P21C-3926:
Regional-Scale Surface Magnetic Fields and Proton Fluxes to Mercury’s Surface from Proton-Reflection Magnetometry
Tuesday, 16 December 2014
Reka M Winslow1, Catherine L Johnson1, Brian J Anderson2, Daniel J Gershman3, Jim M Raines4, Robert J Lillis5, Haje Korth6, James A Slavin4, Sean C Solomon7 and Thomas Zurbuchen8, (1)University of British Columbia, Vancouver, BC, Canada, (2)Johns Hopkins Univ, Laurel, MD, United States, (3)NASA Goddard Space Flight Center, Heliophysics Sci. Div., Greenbelt, MD, United States, (4)University of Michigan Ann Arbor, Ann Arbor, MI, United States, (5)UC Berkeley, Berkeley, CA, United States, (6)The Johns Hopkins University Applied Physics Laboratory, Laurel, MD, United States, (7)Lamont-Doherty Earth Observatory, Palisades, NY, United States, (8)Univ Michigan, Ann Arbor, MI, United States
Abstract:
The application of a recently developed proton-reflection magnetometry technique to MESSENGER spacecraft observations at Mercury has yielded two significant findings. First, loss-cone observations directly confirm particle precipitation to Mercury’s surface and indicate that solar wind plasma persistently bombards the planet not only in the magnetic cusp regions but over a large fraction of the southern hemisphere. Second, the inferred surface field strengths independently confirm the north-south asymmetry in Mercury’s global magnetic field structure first documented from observations of magnetic equator crossings.
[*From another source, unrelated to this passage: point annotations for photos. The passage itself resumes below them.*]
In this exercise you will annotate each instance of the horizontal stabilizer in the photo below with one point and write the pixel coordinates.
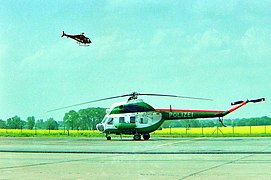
(236, 102)
(257, 100)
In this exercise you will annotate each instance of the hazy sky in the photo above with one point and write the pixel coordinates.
(214, 49)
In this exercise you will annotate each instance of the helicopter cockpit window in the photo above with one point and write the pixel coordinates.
(143, 120)
(104, 120)
(132, 119)
(110, 121)
(121, 120)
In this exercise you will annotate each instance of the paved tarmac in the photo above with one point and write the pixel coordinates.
(158, 158)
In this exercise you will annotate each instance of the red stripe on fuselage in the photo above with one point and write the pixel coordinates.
(187, 110)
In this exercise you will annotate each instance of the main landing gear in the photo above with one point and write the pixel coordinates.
(137, 137)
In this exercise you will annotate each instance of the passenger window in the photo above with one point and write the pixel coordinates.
(110, 121)
(132, 119)
(121, 120)
(144, 121)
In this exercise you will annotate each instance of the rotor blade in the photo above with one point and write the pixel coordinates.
(175, 96)
(103, 99)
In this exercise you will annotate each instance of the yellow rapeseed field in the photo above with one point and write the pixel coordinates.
(195, 132)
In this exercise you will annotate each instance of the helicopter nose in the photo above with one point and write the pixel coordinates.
(100, 127)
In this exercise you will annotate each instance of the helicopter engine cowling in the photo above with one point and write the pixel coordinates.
(100, 127)
(125, 126)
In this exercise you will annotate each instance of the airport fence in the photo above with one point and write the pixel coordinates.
(217, 131)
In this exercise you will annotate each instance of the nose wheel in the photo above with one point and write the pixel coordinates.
(108, 137)
(146, 136)
(137, 137)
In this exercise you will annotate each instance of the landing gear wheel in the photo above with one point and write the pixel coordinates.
(137, 137)
(146, 136)
(108, 137)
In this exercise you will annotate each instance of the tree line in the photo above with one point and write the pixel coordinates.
(86, 119)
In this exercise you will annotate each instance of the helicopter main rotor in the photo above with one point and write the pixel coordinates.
(132, 96)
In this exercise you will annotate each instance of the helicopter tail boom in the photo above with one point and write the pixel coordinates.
(63, 34)
(177, 114)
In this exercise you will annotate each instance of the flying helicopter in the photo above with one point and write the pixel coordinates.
(81, 39)
(138, 118)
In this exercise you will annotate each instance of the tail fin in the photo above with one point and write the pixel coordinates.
(63, 34)
(240, 104)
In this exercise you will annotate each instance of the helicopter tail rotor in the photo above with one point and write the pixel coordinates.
(63, 34)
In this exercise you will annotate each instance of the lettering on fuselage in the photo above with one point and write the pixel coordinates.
(180, 115)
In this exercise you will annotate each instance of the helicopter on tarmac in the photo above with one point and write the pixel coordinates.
(81, 39)
(137, 118)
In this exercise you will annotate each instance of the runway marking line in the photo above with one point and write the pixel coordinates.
(176, 142)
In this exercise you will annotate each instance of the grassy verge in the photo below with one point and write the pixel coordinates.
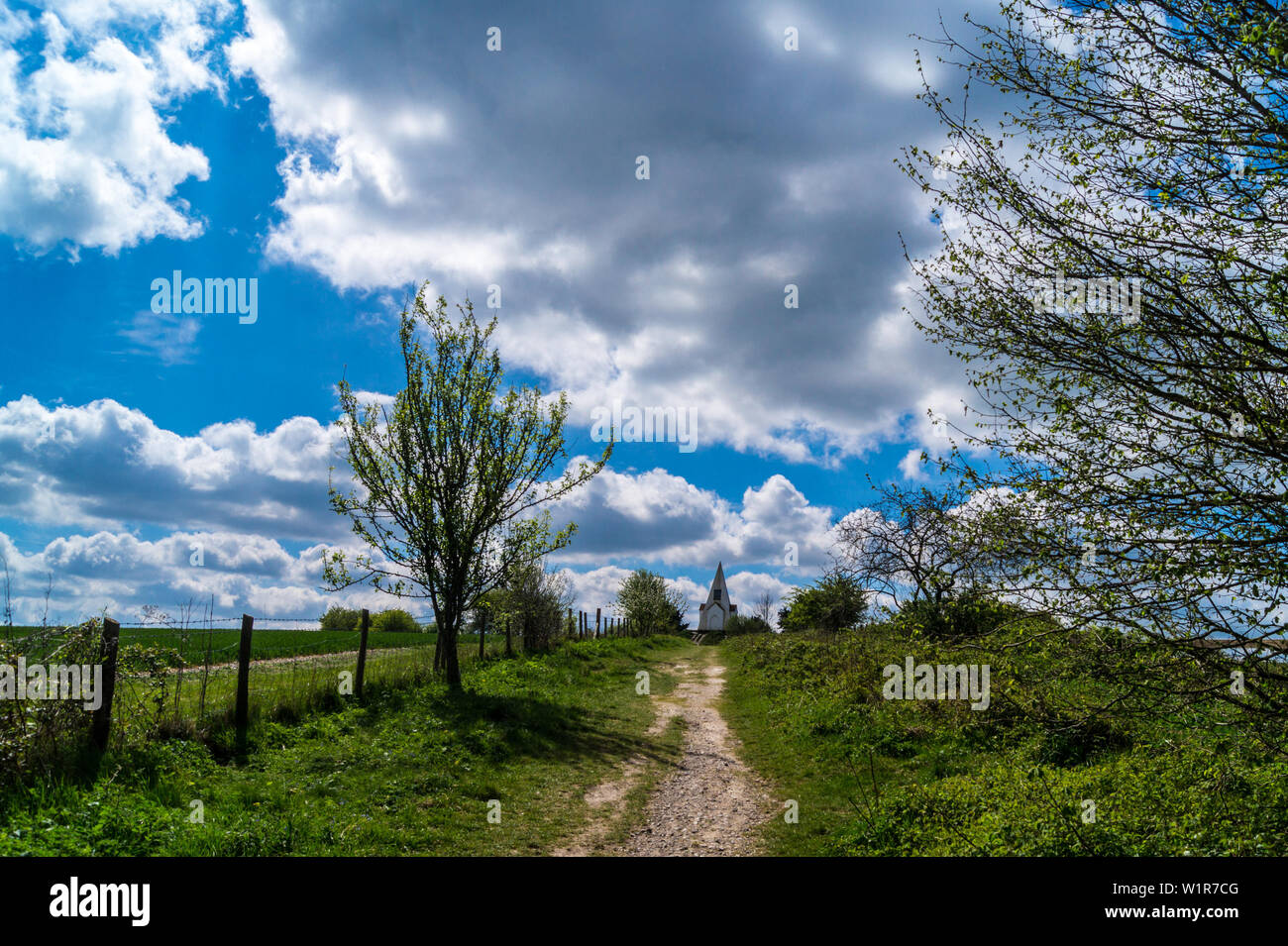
(413, 771)
(191, 648)
(877, 777)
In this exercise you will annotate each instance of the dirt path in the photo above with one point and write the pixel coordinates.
(709, 804)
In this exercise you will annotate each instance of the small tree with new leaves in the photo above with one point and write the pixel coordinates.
(450, 480)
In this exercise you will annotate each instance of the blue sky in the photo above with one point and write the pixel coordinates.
(338, 155)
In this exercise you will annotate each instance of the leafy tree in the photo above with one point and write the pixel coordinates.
(1145, 437)
(536, 601)
(836, 602)
(649, 605)
(450, 480)
(927, 545)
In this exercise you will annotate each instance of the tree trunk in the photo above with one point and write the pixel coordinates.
(451, 662)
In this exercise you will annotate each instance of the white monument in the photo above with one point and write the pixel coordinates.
(717, 609)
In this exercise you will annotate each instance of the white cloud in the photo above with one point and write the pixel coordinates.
(85, 155)
(107, 473)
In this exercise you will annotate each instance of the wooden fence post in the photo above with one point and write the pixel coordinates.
(102, 726)
(243, 713)
(362, 653)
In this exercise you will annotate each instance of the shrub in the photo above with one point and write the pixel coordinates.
(340, 618)
(741, 624)
(836, 602)
(395, 619)
(966, 615)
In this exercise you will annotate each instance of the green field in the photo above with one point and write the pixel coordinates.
(222, 644)
(411, 771)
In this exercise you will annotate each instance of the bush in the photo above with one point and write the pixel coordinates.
(395, 619)
(967, 615)
(739, 624)
(836, 602)
(340, 618)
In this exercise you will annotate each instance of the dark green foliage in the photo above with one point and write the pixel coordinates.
(338, 618)
(1068, 723)
(967, 615)
(395, 620)
(737, 626)
(836, 602)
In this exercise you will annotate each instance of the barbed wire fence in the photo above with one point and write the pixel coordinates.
(165, 675)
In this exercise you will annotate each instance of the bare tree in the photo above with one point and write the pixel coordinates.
(927, 545)
(8, 592)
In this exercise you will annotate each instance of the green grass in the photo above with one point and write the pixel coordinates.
(266, 643)
(877, 777)
(408, 773)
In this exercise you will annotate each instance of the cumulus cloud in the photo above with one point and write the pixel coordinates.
(106, 467)
(518, 168)
(230, 495)
(85, 152)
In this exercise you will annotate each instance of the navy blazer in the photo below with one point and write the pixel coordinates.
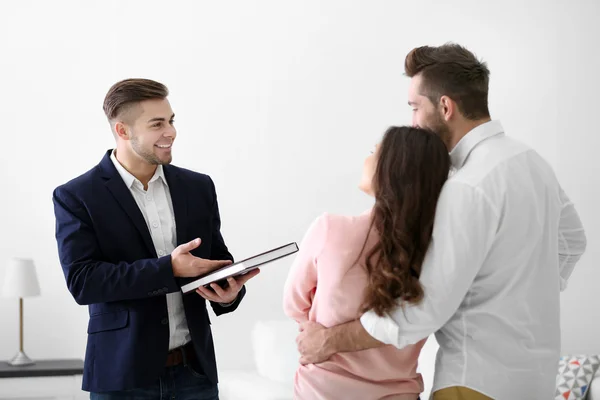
(110, 264)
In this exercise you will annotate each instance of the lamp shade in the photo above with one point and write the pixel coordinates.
(20, 279)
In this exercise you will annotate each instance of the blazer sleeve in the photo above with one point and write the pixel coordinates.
(219, 251)
(92, 281)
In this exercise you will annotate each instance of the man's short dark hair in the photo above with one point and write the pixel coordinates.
(122, 95)
(451, 70)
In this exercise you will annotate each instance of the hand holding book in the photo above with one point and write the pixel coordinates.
(229, 292)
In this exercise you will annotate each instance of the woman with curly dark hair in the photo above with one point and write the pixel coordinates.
(347, 265)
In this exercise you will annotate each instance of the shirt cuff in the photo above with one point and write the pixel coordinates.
(383, 329)
(228, 304)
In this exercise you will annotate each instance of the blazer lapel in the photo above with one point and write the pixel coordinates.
(123, 196)
(179, 199)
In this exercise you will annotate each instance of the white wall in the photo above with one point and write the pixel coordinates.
(279, 102)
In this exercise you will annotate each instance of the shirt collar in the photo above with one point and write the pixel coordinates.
(129, 179)
(463, 148)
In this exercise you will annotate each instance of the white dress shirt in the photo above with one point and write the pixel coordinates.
(157, 208)
(505, 241)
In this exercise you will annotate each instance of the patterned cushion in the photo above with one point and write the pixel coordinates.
(575, 373)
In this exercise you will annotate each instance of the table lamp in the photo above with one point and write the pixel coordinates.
(21, 281)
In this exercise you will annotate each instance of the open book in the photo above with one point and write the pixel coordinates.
(242, 267)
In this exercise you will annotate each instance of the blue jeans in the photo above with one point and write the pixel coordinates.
(179, 382)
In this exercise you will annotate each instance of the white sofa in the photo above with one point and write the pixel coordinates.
(276, 360)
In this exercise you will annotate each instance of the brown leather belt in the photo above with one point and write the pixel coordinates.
(175, 356)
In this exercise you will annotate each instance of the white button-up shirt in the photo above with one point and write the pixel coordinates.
(505, 240)
(157, 208)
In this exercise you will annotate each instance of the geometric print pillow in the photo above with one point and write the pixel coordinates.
(575, 373)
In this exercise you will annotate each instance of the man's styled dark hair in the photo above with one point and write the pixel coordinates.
(451, 70)
(126, 93)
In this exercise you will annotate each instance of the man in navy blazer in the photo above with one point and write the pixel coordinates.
(130, 232)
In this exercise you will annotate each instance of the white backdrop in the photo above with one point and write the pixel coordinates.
(279, 102)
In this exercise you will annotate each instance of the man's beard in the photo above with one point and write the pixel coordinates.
(437, 125)
(149, 156)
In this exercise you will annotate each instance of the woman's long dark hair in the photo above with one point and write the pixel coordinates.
(412, 167)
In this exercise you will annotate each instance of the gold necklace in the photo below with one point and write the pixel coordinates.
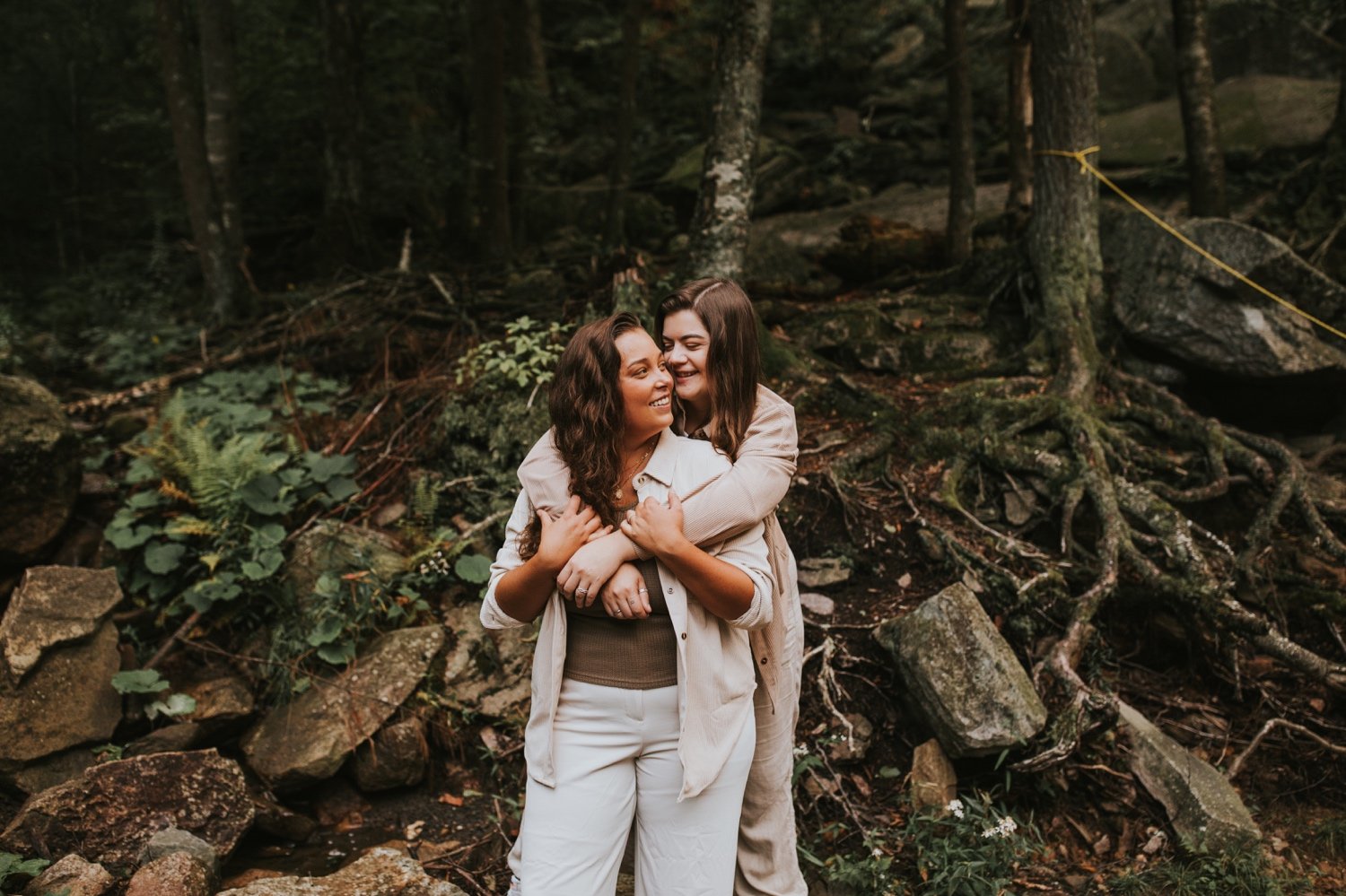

Here we extend this work with 1.5 additional years of observations (i.e., to 2.5 years in all) to further probe Mercury’s surface magnetic field and better resolve proton flux precipitation to the planet's surface. We map regions where proton loss cones are observed; these maps indicate regions where protons precipitate directly onto the surface. The augmentation of our data set over that used in our original study allows us to examine the proton loss cones in cells of dimension 10° latitude by 20° longitude in Mercury body-fixed coordinates. We observe a transition from double-sided to single-sided loss cones in the pitch-angle distributions; this transition marks the boundary between open and closed field lines. At the surface this boundary lies between 60° and 70°N. Our observations allow the estimation of surface magnetic field strengths in the northern cusp region and the calculation of incident proton fluxes to both hemispheres. In the northern cusp, our regional-scale observations are consistent with an offset dipole field and a dipole moment of 190 nT RM3, where RM is Mercury’s radius, implying that any regional-scale variations in surface magnetic field strengths are either weak relative to the dipole field or occur at length scales smaller than the resolution of our observations (~300 km). From the global proton flux map (north of 40° S) derived from proton loss-cone measurements, we find an increase in proton flux near 0° and 180° planetary longitudes. This pattern is consistent with that expected from the combined effects of increased incident solar wind density at these longitudes at local noon (given the 3:2 spin-orbit resonance of Mercury) and phasing of MESSENGER’s orbit.